Ignoring questions of interracial and purely racist consequences, although intriguing and potentially significant, think of how a group can evolve only through their environment? In a tower-city surrounded by desert, how do you come about water? Is emphasis placed on the construction of aqueducts or mines? How does the every-man treat it? Is water a resource (at least somewhat) openly shared, for it is considered a necessity to all, or is it tightly regulated and/or hoarded? How do groups get around the tower, and is such transportation common? Are levels segregated?
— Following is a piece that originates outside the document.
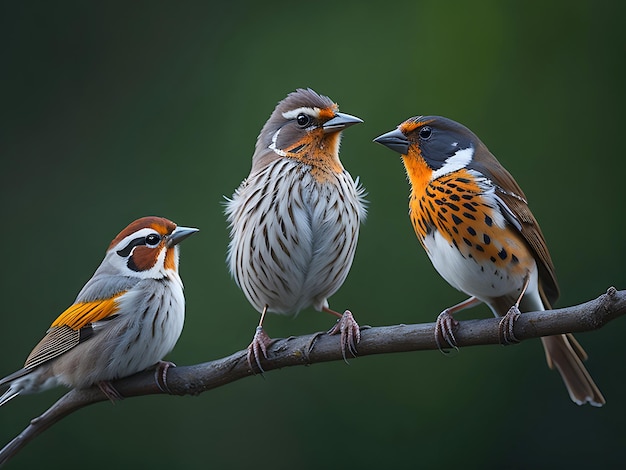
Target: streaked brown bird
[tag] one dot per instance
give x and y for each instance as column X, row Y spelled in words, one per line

Some of these questions may seem purely anecdotal, but they fulfill two objectives: to serve and to inform. What may be seen as "normal" to one faction may be reprehensible to another and openly preached by a third. Culture is not some magical background force that symbolizes the penultimate person; it is an evergreen, constantly changing power, which not only evolves with the group who created it but with the individual it seeds.

There's Lots More To Explore. I'll Be Back.
Art by Pieter Bruegel The Elder






 

1 comment:

  1. Great post. Race as culture is informed by real life prejudice. It breaks immersion for me to hear that all the elves live in Elftown and all the dwarves live in Dwarf Hold and all the humans live in Humantopia and they all think what the rest of their group thinks and have the exact same attribute modifiers because they have the same default capabilities and so on.